Here’s where we start getting into the murky stuff.  If you can get all A’s, great.  Assuming that you didn’t (I didn’t!), know that I care because good grades show that you can work within a system. Getting A’s and B’s means that you can handle whatever workload has been thrown at you in college. You can be the nicest person in the world, but if you aren’t able to pass Anatomy, you can’t graduate.  At my med school we took 6 years worth of graduate-level coursework crammed into 2. This is why you need to be able to pass in college.

Good MCATs

I don’t mean that you need to get a 42. Don’t go getting 12′s and assume you’ll get in, though.

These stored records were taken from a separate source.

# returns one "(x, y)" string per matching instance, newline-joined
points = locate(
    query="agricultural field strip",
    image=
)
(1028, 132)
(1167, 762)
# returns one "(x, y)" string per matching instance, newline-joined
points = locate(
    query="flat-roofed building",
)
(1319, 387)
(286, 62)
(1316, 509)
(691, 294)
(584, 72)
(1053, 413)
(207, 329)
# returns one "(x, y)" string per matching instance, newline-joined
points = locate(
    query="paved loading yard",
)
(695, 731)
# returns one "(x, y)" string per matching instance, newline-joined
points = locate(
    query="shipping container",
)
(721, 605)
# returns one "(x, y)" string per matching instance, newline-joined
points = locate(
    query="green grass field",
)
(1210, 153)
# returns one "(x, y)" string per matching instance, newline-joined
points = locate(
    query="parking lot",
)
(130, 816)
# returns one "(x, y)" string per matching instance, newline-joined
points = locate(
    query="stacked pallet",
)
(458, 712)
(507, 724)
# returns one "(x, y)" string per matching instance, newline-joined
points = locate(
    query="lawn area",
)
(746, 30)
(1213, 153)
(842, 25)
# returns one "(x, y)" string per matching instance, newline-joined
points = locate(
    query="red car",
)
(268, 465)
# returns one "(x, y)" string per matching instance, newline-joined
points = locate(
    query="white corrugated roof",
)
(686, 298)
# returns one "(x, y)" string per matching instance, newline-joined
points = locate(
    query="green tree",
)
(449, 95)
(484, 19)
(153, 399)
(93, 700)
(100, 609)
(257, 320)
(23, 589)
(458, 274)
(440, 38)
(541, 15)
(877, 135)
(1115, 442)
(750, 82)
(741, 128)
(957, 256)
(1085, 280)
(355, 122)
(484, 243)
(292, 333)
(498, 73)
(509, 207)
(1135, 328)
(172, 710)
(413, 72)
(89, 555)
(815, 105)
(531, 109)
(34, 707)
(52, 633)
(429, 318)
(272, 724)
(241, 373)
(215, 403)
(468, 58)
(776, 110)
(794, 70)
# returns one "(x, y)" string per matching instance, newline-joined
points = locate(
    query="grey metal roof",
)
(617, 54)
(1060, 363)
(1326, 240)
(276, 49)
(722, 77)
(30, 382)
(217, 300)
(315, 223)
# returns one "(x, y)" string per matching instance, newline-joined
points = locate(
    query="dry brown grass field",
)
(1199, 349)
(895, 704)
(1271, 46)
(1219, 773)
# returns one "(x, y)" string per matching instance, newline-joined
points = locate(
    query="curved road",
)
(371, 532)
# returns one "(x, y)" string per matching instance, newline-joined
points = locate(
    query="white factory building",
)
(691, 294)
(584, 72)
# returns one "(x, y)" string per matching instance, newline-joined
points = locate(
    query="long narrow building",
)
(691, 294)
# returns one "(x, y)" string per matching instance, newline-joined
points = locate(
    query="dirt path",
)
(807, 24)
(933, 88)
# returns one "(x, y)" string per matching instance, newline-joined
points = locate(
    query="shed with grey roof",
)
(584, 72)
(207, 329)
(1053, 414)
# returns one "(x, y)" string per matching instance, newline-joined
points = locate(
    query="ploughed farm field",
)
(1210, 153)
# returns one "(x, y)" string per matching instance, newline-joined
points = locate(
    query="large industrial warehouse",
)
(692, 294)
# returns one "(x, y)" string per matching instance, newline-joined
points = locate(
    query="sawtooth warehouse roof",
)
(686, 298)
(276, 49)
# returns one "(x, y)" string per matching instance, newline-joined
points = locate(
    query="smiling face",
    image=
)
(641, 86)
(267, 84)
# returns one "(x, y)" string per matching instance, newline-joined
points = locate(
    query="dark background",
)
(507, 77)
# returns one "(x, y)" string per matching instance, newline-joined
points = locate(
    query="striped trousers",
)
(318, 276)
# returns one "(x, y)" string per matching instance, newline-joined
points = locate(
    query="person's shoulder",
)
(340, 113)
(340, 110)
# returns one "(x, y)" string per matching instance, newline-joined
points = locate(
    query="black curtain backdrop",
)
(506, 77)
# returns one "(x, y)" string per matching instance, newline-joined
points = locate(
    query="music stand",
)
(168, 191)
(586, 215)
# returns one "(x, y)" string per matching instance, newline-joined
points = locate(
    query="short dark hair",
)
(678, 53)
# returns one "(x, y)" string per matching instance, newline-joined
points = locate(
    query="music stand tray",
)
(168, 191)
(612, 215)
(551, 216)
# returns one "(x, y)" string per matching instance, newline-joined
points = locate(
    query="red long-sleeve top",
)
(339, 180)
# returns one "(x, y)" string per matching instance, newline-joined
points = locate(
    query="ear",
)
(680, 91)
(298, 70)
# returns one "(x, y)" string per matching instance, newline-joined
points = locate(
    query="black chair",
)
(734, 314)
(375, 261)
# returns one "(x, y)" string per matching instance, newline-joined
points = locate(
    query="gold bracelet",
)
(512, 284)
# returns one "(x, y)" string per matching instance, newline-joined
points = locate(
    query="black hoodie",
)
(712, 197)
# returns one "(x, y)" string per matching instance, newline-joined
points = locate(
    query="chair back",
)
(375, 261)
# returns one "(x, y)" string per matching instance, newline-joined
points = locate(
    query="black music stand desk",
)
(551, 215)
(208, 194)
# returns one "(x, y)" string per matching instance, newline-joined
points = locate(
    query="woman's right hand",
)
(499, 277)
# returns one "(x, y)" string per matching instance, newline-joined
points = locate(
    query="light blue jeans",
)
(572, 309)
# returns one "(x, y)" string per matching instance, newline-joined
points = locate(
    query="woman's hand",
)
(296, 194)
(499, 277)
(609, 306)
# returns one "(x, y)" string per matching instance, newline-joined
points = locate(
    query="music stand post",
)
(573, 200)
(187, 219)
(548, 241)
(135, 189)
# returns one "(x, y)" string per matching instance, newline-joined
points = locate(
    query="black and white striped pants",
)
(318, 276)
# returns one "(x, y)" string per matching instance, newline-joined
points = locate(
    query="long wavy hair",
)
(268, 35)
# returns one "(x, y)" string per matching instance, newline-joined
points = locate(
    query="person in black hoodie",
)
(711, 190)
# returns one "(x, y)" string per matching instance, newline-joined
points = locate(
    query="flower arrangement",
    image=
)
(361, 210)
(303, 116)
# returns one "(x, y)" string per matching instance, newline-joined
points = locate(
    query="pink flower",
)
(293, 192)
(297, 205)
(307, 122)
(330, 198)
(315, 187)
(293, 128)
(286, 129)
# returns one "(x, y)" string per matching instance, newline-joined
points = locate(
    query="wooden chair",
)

The beauty of the MCAT is that it’s a standardized test.  It’s an objective way for me to tell how well your grade-inflated school (Harvard, I’m looking straight at you) has prepared you.  Get a 45 and theoretically you can handle medical coursework. Your classmates will make fun of you for being a nerd, though.  It’s a tradeoff.

Good recommendations

This is the least important thing you will submit. When I write you a rec, it will say “Premed undergrad blah blah blah has worked in my lab for blah blah blah and is a good student blah blah blah I like him blah blah blah“. Everyone has nice recs. Yours don’t mean anything special. Oh, and don’t submit 10 letters. I will be required to read them all and will get PISSED at you.

How To Get Into Med School: The Conclusion

My parting words of wisdom are about the application itself.  I know it’s hard to do, but always keep in mind your audience.  I try to do that every time I write something.  In your case, your audience is me.  You are trying to befriend me through the pages of your application, and convince me that you:

a) want to go to medical school
b) are smart enough to go to medical school
c) will be a doctor that I will want to work with – and can trust
d) are not going to lock yourself in the library and live next to Frankie the homeless guy for the next 4 years

You get one shot.  Make sure everything fits together – if you mention you like to prepare sushi, put it in the personal statement.  ”When I’m not at the hospital, I come home and make sushi for my friends”.   Really?  Well that’s pretty cool.  Sounds like you’d fit right in.